Chip boast – Google claims its own AI chips remove the need to increase the number of its data centres
Google has revealed it has made great strides after it began developing its own in-house custom accelerators for machine learning applications.
Last May Google said that it had started a stealthy project several years ago to develop a custom ASIC, built specifically for machine learning.
Google called it a Tensor Processing Unit (TPU), and said that it had been using them in its data centres for more than a year, and had “found them to deliver an order of magnitude better-optimized performance per watt for machine learning”.
Now a year later it has conducted some benchmarks for these TPUs, which show the astonishing power of these chips.
Google made the announcement in a blog posting this week, and revealed that its TPUs are 15x to 30x faster than contemporary GPUs and CPUs.
And these devices are also much more energy efficient.
“The TPU also achieves much better energy efficiency than conventional chips, achieving 30x to 80x improvement in TOPS/Watt measure (tera-operations [trillion or 1012 operations] of computation per Watt of energy consumed),” blogged Norm Jouppi, a distinguished hardware engineer at Google.
And Jouppi wrote that the neural networks powering these applications require a surprisingly small amount of code: just 100 to 1500 lines.
“The need for TPUs really emerged about six years ago (2011), when we started using computationally expensive deep learning models in more and more places throughout our products,” wrote Jouppi. “The computational expense of using these models had us worried. If we considered a scenario where people use Google voice search for just three minutes a day and we ran deep neural nets for our speech recognition system on the processing units we were using, we would have had to double the number of Google data centres!”

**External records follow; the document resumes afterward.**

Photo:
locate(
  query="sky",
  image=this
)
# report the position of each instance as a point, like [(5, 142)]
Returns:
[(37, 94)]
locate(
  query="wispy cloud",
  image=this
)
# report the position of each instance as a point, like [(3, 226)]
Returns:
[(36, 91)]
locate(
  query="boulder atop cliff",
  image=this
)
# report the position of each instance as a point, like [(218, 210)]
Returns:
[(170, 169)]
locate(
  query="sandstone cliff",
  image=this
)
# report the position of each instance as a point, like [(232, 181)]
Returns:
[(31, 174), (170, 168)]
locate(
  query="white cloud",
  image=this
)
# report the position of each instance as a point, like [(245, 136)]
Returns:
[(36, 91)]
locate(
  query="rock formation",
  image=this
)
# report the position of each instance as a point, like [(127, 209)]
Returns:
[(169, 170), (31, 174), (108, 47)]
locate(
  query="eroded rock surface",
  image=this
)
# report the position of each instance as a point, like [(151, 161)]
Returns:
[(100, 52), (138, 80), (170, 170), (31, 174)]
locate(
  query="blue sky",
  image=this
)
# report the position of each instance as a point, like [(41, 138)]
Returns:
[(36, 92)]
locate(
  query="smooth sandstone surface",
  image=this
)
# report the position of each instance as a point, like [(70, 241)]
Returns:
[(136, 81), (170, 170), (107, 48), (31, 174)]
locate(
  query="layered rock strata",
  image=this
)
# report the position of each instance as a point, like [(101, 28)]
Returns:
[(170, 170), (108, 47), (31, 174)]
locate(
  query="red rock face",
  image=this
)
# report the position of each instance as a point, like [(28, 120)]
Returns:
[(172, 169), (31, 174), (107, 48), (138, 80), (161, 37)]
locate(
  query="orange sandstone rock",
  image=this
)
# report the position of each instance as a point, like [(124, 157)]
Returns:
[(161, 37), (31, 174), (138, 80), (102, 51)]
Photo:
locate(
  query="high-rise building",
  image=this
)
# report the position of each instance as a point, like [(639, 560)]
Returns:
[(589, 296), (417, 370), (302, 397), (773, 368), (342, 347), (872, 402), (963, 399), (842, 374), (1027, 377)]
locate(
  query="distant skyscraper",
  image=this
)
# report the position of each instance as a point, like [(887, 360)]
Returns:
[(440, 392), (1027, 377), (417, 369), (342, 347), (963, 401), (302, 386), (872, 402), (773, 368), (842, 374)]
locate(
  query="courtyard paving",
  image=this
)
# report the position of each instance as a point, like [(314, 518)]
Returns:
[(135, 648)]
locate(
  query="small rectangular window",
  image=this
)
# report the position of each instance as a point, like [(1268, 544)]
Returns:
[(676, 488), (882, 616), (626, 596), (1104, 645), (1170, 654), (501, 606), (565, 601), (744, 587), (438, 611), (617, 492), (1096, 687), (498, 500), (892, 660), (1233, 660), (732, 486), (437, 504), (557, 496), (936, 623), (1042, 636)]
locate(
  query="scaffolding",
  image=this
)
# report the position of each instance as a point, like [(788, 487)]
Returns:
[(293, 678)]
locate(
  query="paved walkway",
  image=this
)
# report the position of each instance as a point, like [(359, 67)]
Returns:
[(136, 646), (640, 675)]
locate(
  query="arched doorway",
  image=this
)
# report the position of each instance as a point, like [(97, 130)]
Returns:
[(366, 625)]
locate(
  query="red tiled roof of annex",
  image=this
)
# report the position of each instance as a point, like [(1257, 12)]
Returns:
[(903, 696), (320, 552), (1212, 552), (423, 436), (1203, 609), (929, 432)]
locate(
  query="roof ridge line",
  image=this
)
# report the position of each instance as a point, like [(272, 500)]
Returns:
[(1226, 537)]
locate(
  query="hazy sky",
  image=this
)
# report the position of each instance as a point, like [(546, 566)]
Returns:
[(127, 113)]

Jouppi also said that the TPUs allowed Google to design products that respond in fractions of a second.
“TPUs are behind every search query; they power accurate vision models that underlie products like Google Image Search, Google Photos and the Google Cloud Vision API; they underpin the groundbreaking quality improvements that Google Translate rolled out last year; and they were instrumental in Google DeepMind’s victory over Lee Sedol, the first instance of a computer defeating a world champion in the ancient game of Go,” he wrote.
And it seems unlikely that these TPUs will be appearing outside a Google data centre any time soon.
“We’re committed to building the best infrastructure and sharing those benefits with everyone,” wrote Google’s Jouppi. “We look forward to sharing more updates in the coming weeks and months.”